The government earmarks more than a tenth -- 13.5 percent -- of its annual budget for education, the single largest for any sector. Senior education expert Birendra Prakash Shrestha called the education dive ''a worrying trend'' which started a few years ago. But it can still be narrowed ''if more efforts are made to bridge the divide.''

This should also worry the government as it prepares for the upcoming global review of national efforts to reduce education and other social disparities. Five years ago, in keeping with its Social Summit commitments, Nepal pledged to make primary schooling compulsory.

But so far, this promise has been carried out in just five of the 75 administrative divisions of the country as a pilot project. According to Ministry of Education statistics, almost 30 percent of all school-going age children are out of school. Education experts say Nepal has a long way to go.
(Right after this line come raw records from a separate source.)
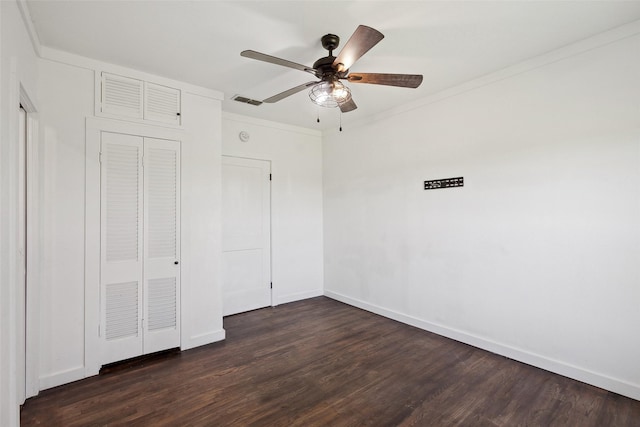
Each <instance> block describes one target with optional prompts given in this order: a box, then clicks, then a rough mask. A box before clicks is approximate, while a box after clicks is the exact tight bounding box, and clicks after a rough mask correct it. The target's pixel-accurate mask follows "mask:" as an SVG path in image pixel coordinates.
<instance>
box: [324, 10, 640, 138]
mask: <svg viewBox="0 0 640 427" xmlns="http://www.w3.org/2000/svg"><path fill="white" fill-rule="evenodd" d="M638 34H640V20H637V21H633V22H630V23H628V24H625V25H621V26H619V27H616V28H613V29H611V30H607V31H604V32H602V33H599V34H596V35H594V36H591V37H588V38H586V39H583V40H580V41H577V42H574V43H571V44H568V45H565V46H562V47H560V48H558V49H554V50H552V51H550V52H547V53H545V54H542V55H538V56H535V57H532V58H529V59H526V60H524V61H522V62H519V63H516V64H514V65H511V66H508V67H506V68H503V69H501V70H498V71H494V72H492V73H489V74H486V75H484V76H481V77H478V78H476V79H473V80H469V81H467V82H465V83H461V84H459V85H456V86H452V87H450V88H448V89H444V90H442V91H440V92H437V93H434V94H432V95H428V96H426V97H424V98H421V99H418V100H416V101H413V102H410V103H407V104H404V105H402V106H399V107H395V108H392V109H390V110H386V111H383V112H381V113H378V114H375V115H372V116H369V117H364V118H362V119H360V120H358V121H355V122H353V123H350V124H349V128H350V129H354V128H360V127H362V126H366V125H369V124H371V123H375V122H380V121H384V120H387V119H389V118H390V117H393V116H397V115H400V114H404V113H407V112H409V111H412V110H416V109H419V108H422V107H424V106H427V105H429V104H433V103H436V102H440V101H442V100H444V99H447V98H451V97H453V96H457V95H461V94H463V93H466V92H469V91H472V90H475V89H478V88H480V87H483V86H486V85H489V84H492V83H495V82H498V81H500V80H504V79H508V78H510V77H514V76H517V75H518V74H523V73H526V72H528V71H532V70H535V69H536V68H540V67H543V66H545V65H549V64H552V63H554V62H558V61H562V60H564V59H568V58H571V57H573V56H576V55H580V54H582V53H585V52H588V51H590V50H594V49H597V48H600V47H603V46H606V45H608V44H611V43H615V42H617V41H620V40H624V39H626V38H629V37H633V36H636V35H638ZM335 133H337V131H336V130H334V129H327V130H324V131H323V135H325V136H326V135H330V134H335Z"/></svg>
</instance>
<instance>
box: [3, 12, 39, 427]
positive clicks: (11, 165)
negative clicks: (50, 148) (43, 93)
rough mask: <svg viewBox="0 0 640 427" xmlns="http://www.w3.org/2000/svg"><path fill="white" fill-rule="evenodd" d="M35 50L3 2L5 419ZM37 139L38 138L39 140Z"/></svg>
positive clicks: (15, 357)
mask: <svg viewBox="0 0 640 427" xmlns="http://www.w3.org/2000/svg"><path fill="white" fill-rule="evenodd" d="M36 80H37V66H36V55H35V53H34V50H33V48H32V46H31V42H30V39H29V35H28V33H27V31H26V29H25V27H24V25H23V23H22V18H21V15H20V11H19V9H18V6H17V4H16V2H12V1H11V2H9V1H2V2H0V425H3V426H13V425H17V424H18V422H19V412H18V409H19V407H18V405H19V403H20V402H19V401H18V393H17V377H16V369H17V367H18V366H19V365H20V363H19V361H18V360H17V357H18V354H19V353H20V352H19V351H18V348H17V345H16V343H17V342H18V340H19V337H18V335H19V334H23V333H24V332H23V331H22V330H20V327H19V322H18V319H17V313H18V309H17V305H18V304H19V303H18V283H17V282H16V280H17V278H18V274H17V263H16V262H17V240H16V239H17V234H16V224H17V218H16V214H17V200H18V199H17V184H16V183H17V173H18V169H17V167H16V165H17V163H18V155H17V149H16V147H17V141H18V104H19V102H20V87H22V89H23V90H24V91H25V92H26V94H28V96H29V98H30V99H31V101H33V103H34V104H35V105H36V106H37V105H38V98H37V93H36ZM35 143H36V144H35V145H37V141H35Z"/></svg>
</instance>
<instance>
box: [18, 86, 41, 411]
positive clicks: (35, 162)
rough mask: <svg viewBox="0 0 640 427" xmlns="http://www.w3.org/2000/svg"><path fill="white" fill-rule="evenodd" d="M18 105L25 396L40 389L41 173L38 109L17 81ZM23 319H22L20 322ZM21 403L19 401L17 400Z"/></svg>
mask: <svg viewBox="0 0 640 427" xmlns="http://www.w3.org/2000/svg"><path fill="white" fill-rule="evenodd" d="M18 90H19V95H18V96H19V102H18V105H19V106H22V108H23V109H24V110H25V112H26V135H25V137H26V141H25V142H26V145H25V153H24V156H25V157H24V165H22V166H23V167H24V168H25V171H24V176H25V179H26V182H25V188H24V189H25V195H24V202H25V205H26V206H25V214H26V218H25V222H24V225H25V241H26V253H25V262H26V272H25V274H26V277H25V284H24V286H25V288H24V289H23V290H21V291H20V292H19V299H20V300H19V301H17V303H18V304H21V305H22V307H24V312H22V313H21V316H23V320H20V323H19V324H20V327H21V330H19V331H18V333H19V334H21V335H22V336H23V337H24V349H23V350H24V354H21V356H22V357H20V359H21V361H19V362H18V363H24V376H25V377H24V396H20V395H19V398H24V399H26V398H29V397H32V396H36V395H37V394H38V392H39V391H40V384H39V377H40V372H39V369H38V365H39V359H38V354H39V348H40V346H39V342H40V341H39V338H40V327H39V325H40V323H39V322H40V316H39V313H40V303H39V299H38V298H39V294H40V291H39V286H40V280H41V274H40V272H41V269H42V264H41V260H42V255H41V254H42V245H41V242H42V237H43V236H42V222H41V219H42V215H41V210H42V204H41V203H40V201H41V196H42V186H41V182H42V175H41V173H40V171H41V169H42V168H41V167H39V166H38V165H39V164H41V161H40V150H39V147H40V144H39V139H38V127H39V119H38V110H37V108H36V106H35V104H34V103H33V101H32V100H31V98H30V97H29V94H28V93H27V90H26V89H25V88H24V87H23V86H22V85H19V89H18ZM23 322H24V323H23ZM20 403H22V402H20Z"/></svg>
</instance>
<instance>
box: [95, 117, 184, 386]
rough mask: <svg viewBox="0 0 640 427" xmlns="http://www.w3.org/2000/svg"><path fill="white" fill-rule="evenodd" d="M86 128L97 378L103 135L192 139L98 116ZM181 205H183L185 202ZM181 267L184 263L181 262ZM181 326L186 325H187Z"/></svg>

Says Dr. Chaitanya Mishra of Kathmandu's Tribhuvan University: ''Nepal's reaffirmation of making primary education universal is going to take some time. It cannot be achieved for another 10 years, though the trends in this direction have been encouraging.''

According to the U.N. Development Programme's (UNDP) Poverty Report 2000 which reviews nations' progress toward Social Summit goals, a major source of sharp economic inequalities in Nepal is ''the unequal access to education.''

But it is not enough to have every child in school unless the education is useful. Dissatisfaction with the quality of government schooling has led to the mushrooming of private schools in recent years. Kathmandu Valley alone has more than 3,000 private schools from the kindergarten to the high school level.
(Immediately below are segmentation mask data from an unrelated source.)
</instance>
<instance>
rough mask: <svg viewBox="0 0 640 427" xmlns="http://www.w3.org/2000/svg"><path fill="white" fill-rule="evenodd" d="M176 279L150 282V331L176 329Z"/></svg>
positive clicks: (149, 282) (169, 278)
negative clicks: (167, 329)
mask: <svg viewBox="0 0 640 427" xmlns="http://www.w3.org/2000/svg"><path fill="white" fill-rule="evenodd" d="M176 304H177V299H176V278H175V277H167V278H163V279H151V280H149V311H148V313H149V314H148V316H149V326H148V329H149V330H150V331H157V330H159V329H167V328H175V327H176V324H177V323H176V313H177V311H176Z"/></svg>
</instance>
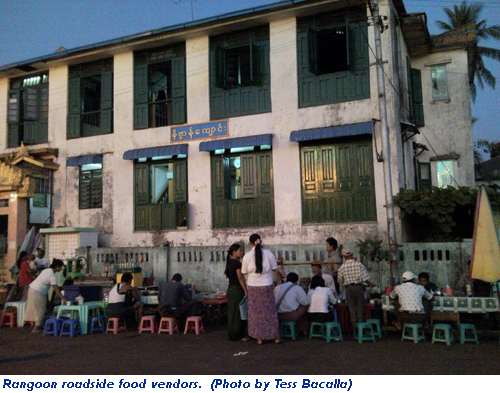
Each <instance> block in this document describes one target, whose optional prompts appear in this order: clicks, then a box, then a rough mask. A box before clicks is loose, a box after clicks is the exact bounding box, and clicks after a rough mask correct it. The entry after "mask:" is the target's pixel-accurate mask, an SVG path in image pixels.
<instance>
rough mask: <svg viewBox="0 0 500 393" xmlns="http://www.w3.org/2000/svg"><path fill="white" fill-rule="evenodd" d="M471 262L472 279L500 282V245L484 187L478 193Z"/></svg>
mask: <svg viewBox="0 0 500 393" xmlns="http://www.w3.org/2000/svg"><path fill="white" fill-rule="evenodd" d="M471 260H472V262H471V278H473V279H478V280H482V281H486V282H491V283H493V282H497V281H498V280H500V244H499V241H498V236H497V228H495V221H494V218H493V212H492V210H491V205H490V201H489V199H488V195H487V194H486V190H485V189H484V186H480V187H479V190H478V193H477V203H476V217H475V220H474V235H473V238H472V256H471Z"/></svg>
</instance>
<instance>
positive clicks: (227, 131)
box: [170, 120, 229, 143]
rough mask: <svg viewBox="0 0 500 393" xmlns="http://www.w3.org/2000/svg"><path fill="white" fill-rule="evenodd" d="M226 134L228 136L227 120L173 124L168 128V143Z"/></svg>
mask: <svg viewBox="0 0 500 393" xmlns="http://www.w3.org/2000/svg"><path fill="white" fill-rule="evenodd" d="M227 136H229V127H228V121H227V120H219V121H212V122H210V123H200V124H188V125H186V126H181V127H175V126H174V127H171V128H170V143H175V142H189V141H191V140H195V139H196V140H198V139H214V138H219V137H227Z"/></svg>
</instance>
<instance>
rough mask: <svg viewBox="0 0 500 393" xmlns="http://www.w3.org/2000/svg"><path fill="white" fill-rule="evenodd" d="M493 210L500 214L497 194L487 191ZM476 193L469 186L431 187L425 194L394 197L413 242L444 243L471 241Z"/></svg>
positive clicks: (498, 195) (489, 190)
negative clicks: (465, 238)
mask: <svg viewBox="0 0 500 393" xmlns="http://www.w3.org/2000/svg"><path fill="white" fill-rule="evenodd" d="M486 192H487V193H488V197H489V199H490V204H491V207H492V209H493V210H494V211H497V212H498V211H500V193H499V192H497V191H495V190H493V189H491V188H486ZM476 200H477V190H476V189H473V188H469V187H459V188H454V187H447V188H437V187H432V188H431V189H427V190H424V191H415V190H407V189H401V190H400V192H399V194H398V195H396V196H395V197H394V204H395V205H396V206H397V207H399V208H400V210H401V215H402V218H403V219H404V220H405V222H406V224H407V227H408V235H409V237H410V239H411V240H412V241H417V242H427V241H431V242H432V241H437V242H447V241H457V240H461V239H464V238H472V232H473V229H474V215H475V211H476Z"/></svg>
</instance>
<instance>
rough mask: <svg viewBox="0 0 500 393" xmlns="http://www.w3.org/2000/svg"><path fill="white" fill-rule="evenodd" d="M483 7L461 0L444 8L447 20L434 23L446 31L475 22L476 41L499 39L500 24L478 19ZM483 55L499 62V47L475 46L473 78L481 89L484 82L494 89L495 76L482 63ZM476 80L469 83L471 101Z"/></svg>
mask: <svg viewBox="0 0 500 393" xmlns="http://www.w3.org/2000/svg"><path fill="white" fill-rule="evenodd" d="M483 8H484V5H483V4H479V3H472V4H467V1H465V0H463V1H462V3H461V4H460V5H455V6H454V7H453V9H451V8H448V7H445V8H444V12H445V13H446V15H447V17H448V21H447V22H444V21H437V22H436V23H437V25H438V27H439V28H441V29H443V30H447V31H448V30H453V29H455V28H457V27H460V26H464V25H468V24H469V23H475V24H476V35H477V40H478V43H480V42H481V41H485V40H488V39H490V38H492V39H494V40H500V25H494V26H488V25H487V22H486V20H485V19H482V20H480V14H481V12H482V11H483ZM483 57H487V58H490V59H493V60H496V61H499V62H500V49H496V48H490V47H485V46H479V45H478V47H477V57H476V69H475V70H474V79H475V81H476V82H477V83H478V84H479V87H481V89H484V84H486V85H488V86H489V87H491V88H492V89H494V88H495V84H496V78H495V77H494V76H493V74H492V73H491V71H490V70H488V69H487V68H486V66H485V65H484V58H483ZM476 82H473V83H471V84H470V92H471V97H472V100H473V101H475V100H476V95H477V89H476Z"/></svg>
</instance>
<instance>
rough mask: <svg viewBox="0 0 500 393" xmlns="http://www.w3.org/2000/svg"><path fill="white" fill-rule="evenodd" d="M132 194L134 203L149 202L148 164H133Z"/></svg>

There are only a few hundred public schools. Education was thrown open to the private sector a decade ago to supplement government efforts. According to Sumitra Rai, who teaches science at a boarding school in Birgunj, a town on the Nepal-India border, private sector involvement in education is a ''positive trend'', but it is only for those who can afford the ''steep fees.''

With an average annual national per capita income of less than 200 dollars -- and much less than this in the countryside - few parents in Nepal can afford the high tuition fees charged by private schools. Most school-age children live in the poor rural areas where they attend overcrowded schools that are usually hours away by foot from their homes in the hills and valleys.
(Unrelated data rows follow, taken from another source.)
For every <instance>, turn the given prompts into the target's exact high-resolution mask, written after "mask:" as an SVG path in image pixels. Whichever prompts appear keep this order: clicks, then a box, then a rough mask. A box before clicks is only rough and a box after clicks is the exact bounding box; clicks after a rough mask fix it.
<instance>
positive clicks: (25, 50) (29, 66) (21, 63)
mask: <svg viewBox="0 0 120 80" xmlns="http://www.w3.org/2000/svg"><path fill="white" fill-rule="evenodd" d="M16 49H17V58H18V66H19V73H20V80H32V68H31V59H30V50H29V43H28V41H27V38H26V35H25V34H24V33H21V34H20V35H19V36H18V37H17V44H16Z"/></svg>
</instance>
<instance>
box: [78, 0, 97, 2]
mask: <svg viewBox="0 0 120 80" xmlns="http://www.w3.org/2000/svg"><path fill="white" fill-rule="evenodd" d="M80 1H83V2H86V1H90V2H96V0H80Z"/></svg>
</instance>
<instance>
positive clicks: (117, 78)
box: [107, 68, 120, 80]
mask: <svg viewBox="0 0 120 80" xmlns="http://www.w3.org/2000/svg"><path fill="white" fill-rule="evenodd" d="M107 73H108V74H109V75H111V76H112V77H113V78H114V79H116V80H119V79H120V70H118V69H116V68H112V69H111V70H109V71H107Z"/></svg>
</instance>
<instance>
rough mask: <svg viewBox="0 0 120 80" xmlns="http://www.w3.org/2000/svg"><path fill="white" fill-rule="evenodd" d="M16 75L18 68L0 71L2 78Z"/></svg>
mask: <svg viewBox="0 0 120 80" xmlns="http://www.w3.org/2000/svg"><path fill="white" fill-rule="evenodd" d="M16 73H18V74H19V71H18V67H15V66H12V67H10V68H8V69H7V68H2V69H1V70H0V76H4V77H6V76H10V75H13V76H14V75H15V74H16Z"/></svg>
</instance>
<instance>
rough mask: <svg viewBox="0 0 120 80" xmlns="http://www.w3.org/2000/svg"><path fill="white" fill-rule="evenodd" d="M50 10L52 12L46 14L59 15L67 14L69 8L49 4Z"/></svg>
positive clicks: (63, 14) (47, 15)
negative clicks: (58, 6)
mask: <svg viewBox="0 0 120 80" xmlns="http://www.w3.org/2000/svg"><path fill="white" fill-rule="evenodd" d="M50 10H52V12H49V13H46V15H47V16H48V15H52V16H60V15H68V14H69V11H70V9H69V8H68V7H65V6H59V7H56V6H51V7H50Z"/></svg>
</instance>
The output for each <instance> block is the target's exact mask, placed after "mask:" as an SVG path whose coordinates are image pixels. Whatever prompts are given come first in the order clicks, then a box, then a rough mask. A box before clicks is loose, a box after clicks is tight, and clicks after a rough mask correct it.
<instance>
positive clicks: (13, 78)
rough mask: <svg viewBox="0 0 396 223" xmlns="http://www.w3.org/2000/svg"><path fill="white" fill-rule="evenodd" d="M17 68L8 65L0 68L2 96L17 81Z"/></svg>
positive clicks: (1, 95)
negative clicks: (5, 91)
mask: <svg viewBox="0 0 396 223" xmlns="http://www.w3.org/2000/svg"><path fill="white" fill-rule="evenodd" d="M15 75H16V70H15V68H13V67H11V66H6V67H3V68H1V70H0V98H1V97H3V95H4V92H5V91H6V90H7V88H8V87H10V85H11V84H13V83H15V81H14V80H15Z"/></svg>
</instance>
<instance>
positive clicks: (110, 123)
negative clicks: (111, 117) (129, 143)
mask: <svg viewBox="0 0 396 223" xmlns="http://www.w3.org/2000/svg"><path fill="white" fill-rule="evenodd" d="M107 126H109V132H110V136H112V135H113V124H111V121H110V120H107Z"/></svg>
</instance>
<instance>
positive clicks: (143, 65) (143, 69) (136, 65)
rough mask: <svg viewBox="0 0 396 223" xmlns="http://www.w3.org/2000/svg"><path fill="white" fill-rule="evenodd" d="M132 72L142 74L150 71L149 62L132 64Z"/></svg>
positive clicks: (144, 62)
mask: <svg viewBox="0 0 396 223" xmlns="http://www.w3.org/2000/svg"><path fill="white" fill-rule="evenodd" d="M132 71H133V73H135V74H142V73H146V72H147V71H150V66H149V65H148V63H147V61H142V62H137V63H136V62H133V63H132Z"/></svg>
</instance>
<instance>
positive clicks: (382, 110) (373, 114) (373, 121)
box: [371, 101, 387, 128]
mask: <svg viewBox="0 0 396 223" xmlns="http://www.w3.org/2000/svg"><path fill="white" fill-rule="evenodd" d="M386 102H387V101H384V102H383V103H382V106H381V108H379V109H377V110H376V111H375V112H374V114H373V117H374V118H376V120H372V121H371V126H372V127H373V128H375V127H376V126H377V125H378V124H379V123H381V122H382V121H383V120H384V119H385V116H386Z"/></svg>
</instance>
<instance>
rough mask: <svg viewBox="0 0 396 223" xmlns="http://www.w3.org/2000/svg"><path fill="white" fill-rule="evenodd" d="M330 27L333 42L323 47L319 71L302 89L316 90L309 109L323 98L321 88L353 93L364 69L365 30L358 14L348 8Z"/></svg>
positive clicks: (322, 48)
The quality of education in these schools is far from satisfactory. A survey of government schools early this year, noted that ''compared to the money and effort poured into the education sector over the last ten years, the results have been meagre and unsatisfactory.''

''The resources poured into primary education have been spent outside the classroom rather than inside. These have been used primarily to boost quantity of school buildings rather than upgrading education quality,'' says Tirtha Khaniya of the Educational and Development Services Centre that carried out the survey. Government schooling is free, but textbooks have to be bought.

However, under a new scheme, the cost of the books is refunded if parents can furnish the bill. According to Dr Mishra, three things are needed to bridge the gap between private and public schooling in Nepal. ''One is to find out a way to hand over the management of public primary schools to the community where the community makes the decisions.

At the moment, all education-related decisions are centralised. It is the district education officer who makes the decisions, communities have no roles to play,'' he says. More funds should also be allocated to public primary schools.

And lastly, a way has to be found to motivate teachers themselves to go to school. Many primary teachers in remote public schools, hardly do so, he says. Nepal's education policymakers will also have to think of making schooling useful for the majority of students who come from low-income families.

''I would say that majority of Nepal's public school children are ill-equipped for the job market,'' says Mishra, who thinks that the current vocational training programmes in such schools have been ineffective.

A section of Nepal's employers agree. According to Bal Krishna Shrestha, a business contractor in Kathmandu, most products of the country's public schools are not equipped for the job market. ''They have to be retrained, apprenticed for the jobs that I provide,'' he says.